At this writing, it's just before 6 a.m. in Cairo on Friday morning. Within hours, thousands of Egyptian protesters from all walks of life will be in the streets of Cairo and other Egyptian cities, chanting, "Down with Mubarak."
What will be the response of the U.S.-backed Egyptian government of Hosni Mubarak to these protesters? Will U.S.-supplied Egyptian security forces shoot unarmed demonstrators? Will there be massive loss of life?
If there is massive loss of life, will be we be able to say truthfully that the U.S. government had done everything in its power to stop it?
On Wednesday, Secretary of State Clinton urged the Egyptian government not to crack down on peaceful protests and not to disrupt social networking sites. As of 5 a.m. this morning Cairo time, we had some preliminary data on the Egyptian government's response to Secretary Clinton's urgings.
"Egypt: Internet down, police counterterror unit up," the AP reported.
Internet service in Egypt was disrupted and the government deployed an elite special operations force in Cairo on Friday, hours before an anticipated new wave of anti-government protests.
The developments were a sign that President Hosni Mubarak's regime was toughening its crackdown following the biggest protests in years against his nearly 30-year rule.
The counter-terror force, rarely seen on the streets, took up positions in strategic locations, including central Tahrir Square, site of the biggest demonstrations this week.
Facebook and Twitter have helped drive this week's protests. But by Thursday evening, those sites were disrupted, along with cell phone text messaging and BlackBerry Messenger services. Then the Internet went down.

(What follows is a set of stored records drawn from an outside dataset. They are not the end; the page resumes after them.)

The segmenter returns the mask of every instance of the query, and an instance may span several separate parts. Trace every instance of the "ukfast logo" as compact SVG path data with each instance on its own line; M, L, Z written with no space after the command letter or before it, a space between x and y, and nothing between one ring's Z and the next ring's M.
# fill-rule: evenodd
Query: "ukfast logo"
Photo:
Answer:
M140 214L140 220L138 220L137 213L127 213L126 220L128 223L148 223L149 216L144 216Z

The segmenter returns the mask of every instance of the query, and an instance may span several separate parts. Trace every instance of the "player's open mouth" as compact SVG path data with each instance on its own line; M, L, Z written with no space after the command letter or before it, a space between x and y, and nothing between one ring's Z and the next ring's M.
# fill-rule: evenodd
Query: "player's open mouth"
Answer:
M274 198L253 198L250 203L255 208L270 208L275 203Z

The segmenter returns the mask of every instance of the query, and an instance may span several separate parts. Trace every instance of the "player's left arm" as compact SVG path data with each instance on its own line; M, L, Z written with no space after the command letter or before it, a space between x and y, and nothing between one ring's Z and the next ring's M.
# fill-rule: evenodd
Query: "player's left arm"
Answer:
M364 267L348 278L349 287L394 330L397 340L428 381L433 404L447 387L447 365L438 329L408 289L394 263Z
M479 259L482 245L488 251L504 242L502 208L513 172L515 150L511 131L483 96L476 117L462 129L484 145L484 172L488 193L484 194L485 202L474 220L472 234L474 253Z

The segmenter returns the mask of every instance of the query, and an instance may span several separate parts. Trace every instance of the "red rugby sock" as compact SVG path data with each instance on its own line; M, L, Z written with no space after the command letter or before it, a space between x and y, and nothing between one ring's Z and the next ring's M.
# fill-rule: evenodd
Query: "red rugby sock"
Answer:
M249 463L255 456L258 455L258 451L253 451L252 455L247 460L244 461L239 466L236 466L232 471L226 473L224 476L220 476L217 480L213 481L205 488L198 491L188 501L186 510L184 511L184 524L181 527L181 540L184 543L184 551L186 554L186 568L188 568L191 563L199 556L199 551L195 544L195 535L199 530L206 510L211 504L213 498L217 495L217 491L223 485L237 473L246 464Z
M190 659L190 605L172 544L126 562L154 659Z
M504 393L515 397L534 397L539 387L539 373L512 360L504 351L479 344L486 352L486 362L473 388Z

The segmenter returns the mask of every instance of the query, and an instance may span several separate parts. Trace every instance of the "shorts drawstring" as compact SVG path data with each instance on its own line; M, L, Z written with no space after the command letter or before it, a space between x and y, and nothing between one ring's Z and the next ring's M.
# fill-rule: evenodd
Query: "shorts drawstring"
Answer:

Will the US government now say, "Well, what do you want from us? We asked them not to do that."
Is anyone going to be convinced by that? Will anyone say, "well, the U.S. did all it could?"
As the world knows, the U.S. government has two ways of asking governments that receive U.S. military and economic assistance to do things, or not to do them.
Sometimes the U.S. asks these governments to do things.
And sometimes the U.S. asks these governments to do things, and specifies possible consequences if the ask is not met.
And when Secretary of State Clinton asked the Egyptian government not to crack down on protests and not to disrupt social networking sites, it appeared to be the first case. No possible consequence was suggested if the U.S.-backed, U.S.-armed, and U.S.-supplied Egyptian government cracked down on the protesters and blocked social networking sites.
Perhaps, you might think, the U.S. was showing respect for Egyptian sovereignty.
But that doesn't pass the laugh test. Because we have seen, over and over, that when the U.S. really wants something, it suggests that there will be consequences if the ask is not met. And then, if the ask is not met, the willingness of the U.S. to carry out threats is demonstrated.
On Tuesday, the U.S. threatened to cut off aid to Lebanon because it doesn't like the government chosen by the Lebanese parliament.
Last week, the U.S. canceled visas to leaders of Haiti's government party and implied that aid to Haiti could be cut if Haiti's government didn't agree to U.S. demands to reverse the results of the disputed November presidential election.
On Monday, the Guardian reported that in November 2008, the U.S. told the Palestinian leadership that if they changed their leadership, the U.S. would cut off funds. The U.S. wasn't just talking about a possible election involving Hamas. They were saying that the U.S. wouldn't even tolerate a change of leadership within Fatah.
This is what the U.S. does when it really wants something. It suggests consequences.
Egypt is the second-biggest recipient of U.S. foreign aid. But judging from press reports, no U.S. official has even so much as whispered that a single penny of that aid might be conditioned on whether the Egyptian government allows peaceful protests. Nor has any U.S. official so much as whispered that a cancellation of a visa might be in the offing.
State Department spokesman P.J. Crowley is on Twitter at this hour (@PJCrowley.) He's saying that, "We are concerned that communication services, including the Internet, social media and even this #tweet, are being blocked in #Egypt," and "We are closely monitoring the situation in #Egypt. We continue to urge authorities to show restraint and allow peaceful protests to occur."
That's great. But it is not enough. Crowley must suggest that there will be consequences if Pharaoh does not stay his hand.